In short, at the MSC, NATO-EU Europe’s big hitters’ answer to what everyone finally acknowledged as a catastrophic crisis was to “stay the course,” as one of the worst US presidents would have said about one of its worst wars and crimes (both very high bars). In other words, when the going gets tough because you yourself have been stupid and mean, just march on vigorously, deeper into your self-made misery! When deep in that dark damp hole you have been digging for decades, dig deeper! How very American. How ironic.

Especially since the US is also staying the course, the Trumpist course, that is. Because that was the main message of Secretary of State’s Marco Rubio’s also greatly over-rated speech.
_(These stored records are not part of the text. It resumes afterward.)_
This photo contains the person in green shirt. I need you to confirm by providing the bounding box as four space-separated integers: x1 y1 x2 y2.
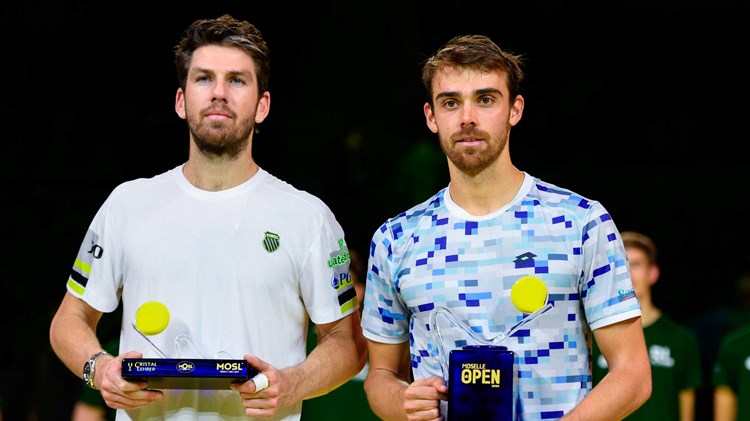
713 326 750 421
592 231 704 421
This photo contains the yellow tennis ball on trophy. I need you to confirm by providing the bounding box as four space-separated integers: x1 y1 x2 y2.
510 276 547 313
135 301 169 335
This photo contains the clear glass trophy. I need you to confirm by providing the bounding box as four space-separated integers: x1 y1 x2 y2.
429 276 553 421
122 301 257 390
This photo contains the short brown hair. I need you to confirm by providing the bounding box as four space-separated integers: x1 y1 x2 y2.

While less openly hostile than the lusty verbal assault delivered by his eternal competitor J.D. Vance at the last Munich get-together (yet another low bar), in essence, Rubio’s address made no concessions. What the US is now offering the Europeans is no protection and plenty of demands. No wonder, once they have been officially demoted to third place behind the US policies of dominating the Western hemisphere and of conducting a Cold War against China. Washington to Euro-Vassals: You are on your own, really. But you will still serve us. What a deal! For the Americans. Call it the Turnberry of In-Security, if you wish.

In short, this Munich Security Conference was, really, sort of a bore. Despite all the hype about the NATO-EU Europeans finding their feet and kind of asserting themselves, a little, what has really happened is that the US told them that they will be permitted – and expected – to accept “burden-shifting” (not even “sharing” any longer) from Washington. The Europeans, in their turn, made some noises along the lines of “you need us, too” – What. An. Insight. – and “we can start learning to walk on our own feet.” And the US representatives were kind and uninterested enough to tolerate that much backtalk.

What should have happened at a security conference worth its name has, of course, not happened: a serious assessment of Western mistakes and failures since, at the very latest, 2007, a fundamental, radical reconsideration of the relationship with Russia and China, and only on that basis a real, not rhetorical, not gradual but again fundamental re-assessment of the relationship with the US, regardless of who happens to be in power in Washington. By the difference between those obvious necessities and the ideological claptrap and wishful thinking that was actually on offer, you can measure how far Europe really is from solving its ever-worsening geopolitical problems. As a European, I see no reason for hope.